Her Survival Was a “Christmas Miracle,” but the Disaster Was Man-Made
Many of you will have read the story of the woman laboring on Christmas Eve who suddenly went into respiratory and cardiac arrest in front of her horrified husband. She recovered shortly after her son was delivered by emergency cesarean, and the baby, too, was successfully revived. As the MSNBC article tells the tale:
After their miraculous recovery, both mother and the baby, named Coltyn, appear healthy with no signs of problems, Martin [the obstetrician who responded to the Code Blue and performed the emergency cesarean] said. She said she cannot explain the mother’s cardiac arrest or the recovery. “We did a thorough evaluation and can’t find anything that explains why this happened,” she said. Mike Hermanstorfer credits “the hand of God.”
However, an ABC video interview with Tracy and Mike Hermanstorfer and Dr. Martin provides details that call into question the hospital’s failure to find an explanation. I have transcribed the relevant section.

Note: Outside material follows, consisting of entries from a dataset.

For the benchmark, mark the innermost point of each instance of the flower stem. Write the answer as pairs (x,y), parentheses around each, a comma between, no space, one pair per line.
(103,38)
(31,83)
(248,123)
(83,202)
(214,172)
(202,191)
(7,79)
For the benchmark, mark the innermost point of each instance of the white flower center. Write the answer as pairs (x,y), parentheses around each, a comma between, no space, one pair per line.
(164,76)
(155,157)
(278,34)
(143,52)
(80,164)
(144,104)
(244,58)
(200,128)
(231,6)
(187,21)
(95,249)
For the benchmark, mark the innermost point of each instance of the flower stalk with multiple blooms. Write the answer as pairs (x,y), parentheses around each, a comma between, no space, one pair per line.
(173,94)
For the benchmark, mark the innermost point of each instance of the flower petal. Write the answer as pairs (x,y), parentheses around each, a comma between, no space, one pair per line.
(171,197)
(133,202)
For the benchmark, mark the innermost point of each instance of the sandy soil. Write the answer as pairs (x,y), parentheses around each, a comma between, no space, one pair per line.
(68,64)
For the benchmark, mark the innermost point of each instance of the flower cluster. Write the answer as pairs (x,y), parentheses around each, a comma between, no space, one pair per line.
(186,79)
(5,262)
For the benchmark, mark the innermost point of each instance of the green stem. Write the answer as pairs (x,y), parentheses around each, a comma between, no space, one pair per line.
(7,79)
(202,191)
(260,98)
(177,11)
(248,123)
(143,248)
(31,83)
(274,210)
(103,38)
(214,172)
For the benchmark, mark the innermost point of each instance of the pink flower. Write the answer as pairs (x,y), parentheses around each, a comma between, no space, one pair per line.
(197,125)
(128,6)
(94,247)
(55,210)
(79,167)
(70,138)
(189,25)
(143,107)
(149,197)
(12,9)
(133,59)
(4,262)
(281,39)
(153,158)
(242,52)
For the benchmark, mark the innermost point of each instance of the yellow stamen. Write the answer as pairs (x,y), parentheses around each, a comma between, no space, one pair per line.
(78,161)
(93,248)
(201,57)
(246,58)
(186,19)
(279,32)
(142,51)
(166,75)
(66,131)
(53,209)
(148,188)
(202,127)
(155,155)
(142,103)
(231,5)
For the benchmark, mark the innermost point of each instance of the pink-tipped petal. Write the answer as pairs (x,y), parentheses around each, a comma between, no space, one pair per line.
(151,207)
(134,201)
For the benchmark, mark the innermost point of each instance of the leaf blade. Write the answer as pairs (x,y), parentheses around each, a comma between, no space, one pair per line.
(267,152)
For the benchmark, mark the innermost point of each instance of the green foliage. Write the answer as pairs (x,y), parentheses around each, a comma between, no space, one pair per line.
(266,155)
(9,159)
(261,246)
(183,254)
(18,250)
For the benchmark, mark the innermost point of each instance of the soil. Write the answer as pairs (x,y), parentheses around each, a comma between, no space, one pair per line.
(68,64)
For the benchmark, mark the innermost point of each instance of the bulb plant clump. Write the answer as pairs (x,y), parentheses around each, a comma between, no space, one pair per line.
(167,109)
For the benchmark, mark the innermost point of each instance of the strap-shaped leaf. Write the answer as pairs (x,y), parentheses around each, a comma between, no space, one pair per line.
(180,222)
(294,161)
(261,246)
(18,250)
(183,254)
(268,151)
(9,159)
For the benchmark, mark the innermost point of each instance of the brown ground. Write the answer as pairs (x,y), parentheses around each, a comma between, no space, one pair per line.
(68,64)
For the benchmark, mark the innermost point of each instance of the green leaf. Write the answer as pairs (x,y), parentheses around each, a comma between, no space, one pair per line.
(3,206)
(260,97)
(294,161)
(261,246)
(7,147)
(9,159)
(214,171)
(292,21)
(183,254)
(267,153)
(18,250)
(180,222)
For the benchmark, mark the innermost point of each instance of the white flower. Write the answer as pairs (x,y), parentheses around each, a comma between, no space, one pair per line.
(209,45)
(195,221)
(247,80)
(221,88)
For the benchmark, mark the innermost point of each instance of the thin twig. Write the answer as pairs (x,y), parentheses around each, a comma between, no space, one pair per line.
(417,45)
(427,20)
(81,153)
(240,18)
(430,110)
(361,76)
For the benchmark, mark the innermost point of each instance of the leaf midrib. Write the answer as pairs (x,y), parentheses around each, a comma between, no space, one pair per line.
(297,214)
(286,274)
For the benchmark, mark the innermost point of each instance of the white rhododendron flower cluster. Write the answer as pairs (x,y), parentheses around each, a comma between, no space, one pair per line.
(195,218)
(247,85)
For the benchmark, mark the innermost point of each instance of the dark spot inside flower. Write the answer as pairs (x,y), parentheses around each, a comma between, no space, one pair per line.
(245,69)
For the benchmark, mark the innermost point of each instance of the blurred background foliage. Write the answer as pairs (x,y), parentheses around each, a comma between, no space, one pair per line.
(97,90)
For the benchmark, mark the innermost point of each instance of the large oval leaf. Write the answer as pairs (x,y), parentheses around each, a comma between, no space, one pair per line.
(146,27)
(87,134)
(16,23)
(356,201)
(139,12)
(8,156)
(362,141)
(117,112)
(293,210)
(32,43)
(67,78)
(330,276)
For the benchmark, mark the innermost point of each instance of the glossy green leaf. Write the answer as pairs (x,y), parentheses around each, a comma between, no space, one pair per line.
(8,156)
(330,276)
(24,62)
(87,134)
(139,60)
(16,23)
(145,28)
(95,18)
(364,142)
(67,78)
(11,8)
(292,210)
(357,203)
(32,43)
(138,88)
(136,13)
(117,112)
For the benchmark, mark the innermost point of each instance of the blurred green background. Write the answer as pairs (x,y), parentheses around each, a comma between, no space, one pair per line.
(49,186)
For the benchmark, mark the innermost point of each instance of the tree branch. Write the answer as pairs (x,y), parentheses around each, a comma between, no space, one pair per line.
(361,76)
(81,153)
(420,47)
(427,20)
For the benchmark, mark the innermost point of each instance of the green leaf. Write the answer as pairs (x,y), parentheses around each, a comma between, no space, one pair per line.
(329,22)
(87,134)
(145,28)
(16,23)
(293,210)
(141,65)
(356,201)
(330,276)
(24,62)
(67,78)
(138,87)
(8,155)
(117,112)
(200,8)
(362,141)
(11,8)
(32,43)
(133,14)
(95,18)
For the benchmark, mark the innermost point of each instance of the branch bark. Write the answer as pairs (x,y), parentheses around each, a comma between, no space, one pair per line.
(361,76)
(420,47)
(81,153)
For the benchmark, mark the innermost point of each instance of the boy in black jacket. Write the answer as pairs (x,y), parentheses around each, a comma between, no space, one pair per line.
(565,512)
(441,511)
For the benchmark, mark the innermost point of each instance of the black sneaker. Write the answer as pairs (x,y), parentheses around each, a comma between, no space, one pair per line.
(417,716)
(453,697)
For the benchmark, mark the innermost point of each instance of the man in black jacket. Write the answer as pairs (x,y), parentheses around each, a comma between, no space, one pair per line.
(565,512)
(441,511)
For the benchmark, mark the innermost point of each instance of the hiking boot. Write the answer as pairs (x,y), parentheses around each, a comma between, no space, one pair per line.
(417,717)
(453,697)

Tracy: [Tracy was being induced for her third child because membranes ruptured.]The pains [with Pitocin] were a lot harder than I remembered. We decided to go ahead and do the epidural for the very first time. . . .
ABC: Mike, you were holding her hand as Tracy got the epidural. . . . When did you start to notice that there was a problem occurring?
Mike: Well, we had her sitting up when they were doing the epidural and afterwards she lay down and said that she was tired and that’s when the whole nightmare started.
ABC: What happened?
Mike: She started going numb and everything in her legs . . . and she laid down to close her eyes and take a little nap . . . and she wasn’t waking up.
ABC: When did you notice that her breathing was shallow or her color was blue?
Mike: Well, I felt her hand—I was holding her hand—and it started getting cold and I looked down at her fingertips and her fingertips were blue and one of the nurses noticed that the color in her face was completely gone. She was as gray as a ghost.
ABC: Code Blue was declared, a scary thing in any hospital. [Dr. Martin arrives in response.]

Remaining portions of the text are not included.